Development of Chronic Bronchitis and Emphysema in Beta-Epithelial Na+ Channel-Overexpressing Mice: Role of Airway Surface Dehydration in the Pathogenesis of COPD
Jack R. Harkema
Department of Pathobiology and Diagnostic Investigation, Michigan State University, East Lansing, MI, USA
Chronic obstructive pulmonary disease (COPD) is a leading cause of death, but its pathogenesis is not fully known. Airway surface dehydration is a key feature in cystic fibrosis and other forms of COPD. Recent studies have shown that dehydration of airway surface fluid in beta-epithelial Na+ channel (βENaC)-overexpressing mice cause a chronic lung disease with high neonatal mortality due to mucus obstruction of airways and the development chronic bronchitis and emphysema in surviving adult mice (Mall et al., Am J Respir Crit Care Med 177: 730, 2008). The current presentation will review the development of this transgenic animal model and how it has contributed to our understanding of the role of airway surface hydration in respiratory health and disease. βENaC-overexpressing mice develop tracheal mucus obstruction in the first days of life with associated hypoxia, airway epithelial necrosis, and death.
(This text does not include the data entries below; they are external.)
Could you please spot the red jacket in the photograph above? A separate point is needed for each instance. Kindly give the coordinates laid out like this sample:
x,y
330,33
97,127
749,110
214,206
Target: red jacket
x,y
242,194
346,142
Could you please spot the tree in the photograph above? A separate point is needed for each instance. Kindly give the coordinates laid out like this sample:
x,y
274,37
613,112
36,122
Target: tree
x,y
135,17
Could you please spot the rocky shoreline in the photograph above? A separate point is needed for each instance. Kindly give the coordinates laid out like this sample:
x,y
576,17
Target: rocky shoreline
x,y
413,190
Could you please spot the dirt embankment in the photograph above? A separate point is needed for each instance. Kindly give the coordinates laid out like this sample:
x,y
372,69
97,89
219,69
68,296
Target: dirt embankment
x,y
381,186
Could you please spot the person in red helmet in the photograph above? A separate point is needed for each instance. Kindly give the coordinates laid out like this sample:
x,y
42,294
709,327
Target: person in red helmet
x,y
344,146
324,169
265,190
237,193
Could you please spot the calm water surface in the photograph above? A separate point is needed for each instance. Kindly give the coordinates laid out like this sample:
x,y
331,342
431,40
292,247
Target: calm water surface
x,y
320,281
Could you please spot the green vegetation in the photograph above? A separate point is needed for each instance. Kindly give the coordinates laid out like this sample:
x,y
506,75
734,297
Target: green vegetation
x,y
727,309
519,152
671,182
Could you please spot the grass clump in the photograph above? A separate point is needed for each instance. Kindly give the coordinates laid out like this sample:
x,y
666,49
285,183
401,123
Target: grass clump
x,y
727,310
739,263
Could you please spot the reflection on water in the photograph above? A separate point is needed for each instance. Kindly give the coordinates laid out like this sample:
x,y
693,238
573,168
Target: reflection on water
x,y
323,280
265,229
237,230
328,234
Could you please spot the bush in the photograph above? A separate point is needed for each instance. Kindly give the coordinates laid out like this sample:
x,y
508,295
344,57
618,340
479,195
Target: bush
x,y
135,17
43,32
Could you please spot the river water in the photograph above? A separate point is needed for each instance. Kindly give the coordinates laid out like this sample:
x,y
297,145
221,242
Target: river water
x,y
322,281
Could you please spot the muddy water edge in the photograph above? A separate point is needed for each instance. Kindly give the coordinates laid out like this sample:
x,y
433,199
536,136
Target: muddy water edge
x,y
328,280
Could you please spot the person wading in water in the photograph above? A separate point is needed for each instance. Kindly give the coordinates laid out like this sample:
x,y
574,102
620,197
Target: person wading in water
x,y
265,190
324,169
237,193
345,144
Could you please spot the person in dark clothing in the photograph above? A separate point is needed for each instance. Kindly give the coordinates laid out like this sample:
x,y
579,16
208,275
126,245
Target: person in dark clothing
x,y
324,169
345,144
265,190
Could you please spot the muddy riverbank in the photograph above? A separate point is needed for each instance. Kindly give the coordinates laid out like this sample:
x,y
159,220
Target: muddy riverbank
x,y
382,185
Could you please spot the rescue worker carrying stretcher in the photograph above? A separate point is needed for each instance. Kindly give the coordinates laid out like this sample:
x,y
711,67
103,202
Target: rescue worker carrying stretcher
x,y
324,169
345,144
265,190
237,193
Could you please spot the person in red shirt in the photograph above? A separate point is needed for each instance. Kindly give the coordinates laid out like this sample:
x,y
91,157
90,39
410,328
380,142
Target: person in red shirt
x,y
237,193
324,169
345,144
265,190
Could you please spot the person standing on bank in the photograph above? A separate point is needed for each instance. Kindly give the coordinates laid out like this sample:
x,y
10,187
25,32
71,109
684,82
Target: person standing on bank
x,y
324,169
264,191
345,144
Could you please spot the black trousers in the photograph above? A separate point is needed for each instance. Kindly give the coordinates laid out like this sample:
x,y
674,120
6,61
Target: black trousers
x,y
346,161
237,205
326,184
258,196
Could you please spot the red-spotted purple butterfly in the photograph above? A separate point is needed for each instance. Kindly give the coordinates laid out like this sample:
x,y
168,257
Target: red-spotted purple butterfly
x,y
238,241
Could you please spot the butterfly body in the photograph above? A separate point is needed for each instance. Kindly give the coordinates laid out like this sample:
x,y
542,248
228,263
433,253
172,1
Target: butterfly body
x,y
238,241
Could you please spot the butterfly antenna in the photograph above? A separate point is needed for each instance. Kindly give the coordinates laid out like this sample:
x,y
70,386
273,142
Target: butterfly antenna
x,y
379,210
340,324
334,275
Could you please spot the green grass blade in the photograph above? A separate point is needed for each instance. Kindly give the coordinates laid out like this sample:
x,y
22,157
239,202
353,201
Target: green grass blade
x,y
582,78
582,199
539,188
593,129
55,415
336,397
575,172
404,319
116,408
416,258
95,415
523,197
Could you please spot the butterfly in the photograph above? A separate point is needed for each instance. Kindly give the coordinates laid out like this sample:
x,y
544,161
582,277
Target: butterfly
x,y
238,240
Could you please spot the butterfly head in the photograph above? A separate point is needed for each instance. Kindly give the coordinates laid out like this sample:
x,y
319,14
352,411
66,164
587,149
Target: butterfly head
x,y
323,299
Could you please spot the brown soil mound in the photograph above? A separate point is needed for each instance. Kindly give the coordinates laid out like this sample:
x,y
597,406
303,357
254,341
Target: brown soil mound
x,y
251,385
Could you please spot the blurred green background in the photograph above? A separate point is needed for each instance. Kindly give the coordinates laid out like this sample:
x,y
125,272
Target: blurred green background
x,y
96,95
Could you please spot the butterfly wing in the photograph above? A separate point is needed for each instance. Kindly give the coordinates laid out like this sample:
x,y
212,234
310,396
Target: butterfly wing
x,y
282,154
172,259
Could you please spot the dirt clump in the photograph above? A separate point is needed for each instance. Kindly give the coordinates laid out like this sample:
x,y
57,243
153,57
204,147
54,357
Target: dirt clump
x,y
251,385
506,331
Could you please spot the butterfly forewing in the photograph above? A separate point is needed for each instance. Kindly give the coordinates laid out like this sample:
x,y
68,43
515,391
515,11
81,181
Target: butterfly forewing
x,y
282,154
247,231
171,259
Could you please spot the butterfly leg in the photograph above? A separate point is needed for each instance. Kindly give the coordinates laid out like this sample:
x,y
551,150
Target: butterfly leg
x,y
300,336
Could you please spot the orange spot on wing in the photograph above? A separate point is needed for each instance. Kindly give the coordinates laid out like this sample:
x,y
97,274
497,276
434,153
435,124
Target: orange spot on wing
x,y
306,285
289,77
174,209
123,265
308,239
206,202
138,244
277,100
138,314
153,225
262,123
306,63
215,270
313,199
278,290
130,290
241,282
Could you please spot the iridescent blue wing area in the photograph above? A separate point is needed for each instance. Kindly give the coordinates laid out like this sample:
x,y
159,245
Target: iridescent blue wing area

Surviving βENaC-overexpressing mice develop bronchial mucus obstruction accompanied by mucous cell metaplasia, increased mucin expression, and airway inflammation with transient increases in tumor necrosis factor-α and macrophages, IL-13 and eosinophils, and persistent increases in keratinocyte-derived cytokine, neutrophils and chitinases in the lung. βENaC-overexpressing mice also develop emphysema with increased lung volumes, distal airspace enlargement, and increased lung compliance. These results demonstrate that airway surface dehydration in mice is sufficient to cause key pathologic features of COPD that includes persistent pulmonary inflammation, airway mucus obstruction, and emphysema. This suggests that deficient airway surface hydration may play a critical role in the pathogenesis of COPD of different etiologies and serve as a target for novel therapies.